Par exemple, une jeune fille offre des chocolats à une dame âgée qui la remercie en souriant. Une fois la jeune fille partie, la dame exprime du dégoût puis jette la boite à la poubelle. La jeune fille revient après quelques mois avec une nouvelle boite de chocolats. Les questions vont alors porter sur les croyances de la jeune fille et la réaction qu’elle peut attendre de la part de la dame âgée.
Ce type d’exercice, de complexité croissante, aide l’individu à prendre progressivement conscience de ses propres difficultés, puis à trouver des stratégies pouvant apporter des solutions. Un tel programme, développé initialement pour la schizophrénie, a montré son efficacité et est maintenant préconisé pour plusieurs troubles psychiatriques. Pour la schizophrénie, une méta-analyse récente à montré une amélioration maintenue sur une année concernant les symptômes, l’estime de soi et le fonctionnement.
La plupart de ces programmes se font en présence d’un thérapeute, dans un environnement de soins. La mise en situation, par le biais d’exercices pratiques, permet ensuite aux personnes vivant avec des troubles de la cognition sociale d’introduire ces apprentissages dans leur quotidien. En effet, les interventions qui soutiennent la cognition sociale impliquent d’utiliser rapidement les stratégies proposées dans la vie de tous les jours pour qu’elles soient utiles et se maintiennent dans le temps.
Une accessibilité à améliorer
De nombreux efforts sont faits pour que ce type de prise en charge puisse bénéficier à un plus large public, notamment à l’aide des outils numériques. Par exemple, depuis la pandémie, notre équipe a proposé dans le cadre d’un projet de recherche des groupes en visioconférence pour les personnes souffrant de problème sévère de santé mentale. Les personnes qui ont participé à ces interventions ont trouvé cela faisable et satisfaisant sous cette forme et leur bien-être s’en est trouvé amélioré.
Pour les proches d’une personne vivant avec un trouble de santé mentale, une meilleure connaissance et compréhension de ces processus est aussi utile.
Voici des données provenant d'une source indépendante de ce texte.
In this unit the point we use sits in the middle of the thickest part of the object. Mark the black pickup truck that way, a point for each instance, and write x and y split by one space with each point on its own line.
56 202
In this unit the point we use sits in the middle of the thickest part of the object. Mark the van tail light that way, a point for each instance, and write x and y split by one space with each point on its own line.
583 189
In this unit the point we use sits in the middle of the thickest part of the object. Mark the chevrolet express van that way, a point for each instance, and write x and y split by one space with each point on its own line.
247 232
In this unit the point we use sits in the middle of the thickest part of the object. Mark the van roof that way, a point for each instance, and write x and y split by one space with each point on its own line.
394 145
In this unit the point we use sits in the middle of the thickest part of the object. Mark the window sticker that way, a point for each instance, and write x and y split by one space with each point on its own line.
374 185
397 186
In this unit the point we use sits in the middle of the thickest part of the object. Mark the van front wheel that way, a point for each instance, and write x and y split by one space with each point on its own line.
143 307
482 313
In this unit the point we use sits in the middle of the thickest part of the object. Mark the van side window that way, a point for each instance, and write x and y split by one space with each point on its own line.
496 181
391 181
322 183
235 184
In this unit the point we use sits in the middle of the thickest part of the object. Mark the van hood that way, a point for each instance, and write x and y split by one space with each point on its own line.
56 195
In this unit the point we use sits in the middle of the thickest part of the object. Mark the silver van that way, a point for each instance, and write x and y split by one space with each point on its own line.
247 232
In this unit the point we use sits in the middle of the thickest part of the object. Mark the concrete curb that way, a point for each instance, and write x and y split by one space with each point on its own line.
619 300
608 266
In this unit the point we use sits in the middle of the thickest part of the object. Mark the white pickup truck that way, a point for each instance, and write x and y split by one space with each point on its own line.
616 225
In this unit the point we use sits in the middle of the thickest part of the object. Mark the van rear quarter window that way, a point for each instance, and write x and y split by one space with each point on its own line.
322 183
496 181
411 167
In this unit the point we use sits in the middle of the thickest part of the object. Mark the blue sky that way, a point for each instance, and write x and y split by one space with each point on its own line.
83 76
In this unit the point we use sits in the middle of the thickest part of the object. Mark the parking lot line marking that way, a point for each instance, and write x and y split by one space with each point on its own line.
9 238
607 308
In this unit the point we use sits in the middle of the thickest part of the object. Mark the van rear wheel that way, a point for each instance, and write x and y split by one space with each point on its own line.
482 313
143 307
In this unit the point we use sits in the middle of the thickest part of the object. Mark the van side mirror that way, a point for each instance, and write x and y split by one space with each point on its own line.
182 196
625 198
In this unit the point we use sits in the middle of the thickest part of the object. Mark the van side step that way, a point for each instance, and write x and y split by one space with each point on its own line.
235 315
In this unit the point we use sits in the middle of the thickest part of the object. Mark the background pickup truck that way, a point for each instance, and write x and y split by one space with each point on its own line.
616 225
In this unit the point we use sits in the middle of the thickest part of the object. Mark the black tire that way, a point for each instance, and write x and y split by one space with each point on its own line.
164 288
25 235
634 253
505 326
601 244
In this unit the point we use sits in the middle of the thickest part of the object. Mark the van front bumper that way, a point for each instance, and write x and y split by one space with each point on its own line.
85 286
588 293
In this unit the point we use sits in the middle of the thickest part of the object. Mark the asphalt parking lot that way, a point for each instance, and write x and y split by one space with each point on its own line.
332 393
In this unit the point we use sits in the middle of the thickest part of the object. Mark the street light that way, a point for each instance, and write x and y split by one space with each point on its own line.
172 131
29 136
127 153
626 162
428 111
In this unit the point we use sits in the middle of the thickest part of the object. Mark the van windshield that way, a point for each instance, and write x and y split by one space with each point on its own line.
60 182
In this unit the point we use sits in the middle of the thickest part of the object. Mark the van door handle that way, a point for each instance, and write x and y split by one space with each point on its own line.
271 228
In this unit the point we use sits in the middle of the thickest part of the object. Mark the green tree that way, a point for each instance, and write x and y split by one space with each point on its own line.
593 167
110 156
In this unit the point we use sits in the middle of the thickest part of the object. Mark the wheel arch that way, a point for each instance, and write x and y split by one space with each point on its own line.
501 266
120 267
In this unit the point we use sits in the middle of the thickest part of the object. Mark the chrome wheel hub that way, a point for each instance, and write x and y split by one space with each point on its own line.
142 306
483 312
Il est en effet important que ces proches comprennent qu’elles n’ont pas affaire à une personne mal intentionnée, qui cherche volontairement à les blesser ou les mésinterpréter, mais bien à une personne en souffrance.
La schizophrénie étant une des pathologies qui suscite le plus d’incompréhension pour les familles, des programmes visant à améliorer la communication intrafamiliale existent (ex : Profamille) et peuvent soutenir le maintien et la qualité des relations, même s’ils ne visent pas spécifiquement la cognition sociale.
La cognition sociale est un domaine qui suscite beaucoup de travaux de recherche et clinique afin d’en comprendre les mécanismes et permettre le rétablissement des personnes vivant avec un trouble de santé mentale. Il reste encore beaucoup de travail pour s’ajuster à chaque situation individuelle, mais les avancées sont bien réelles.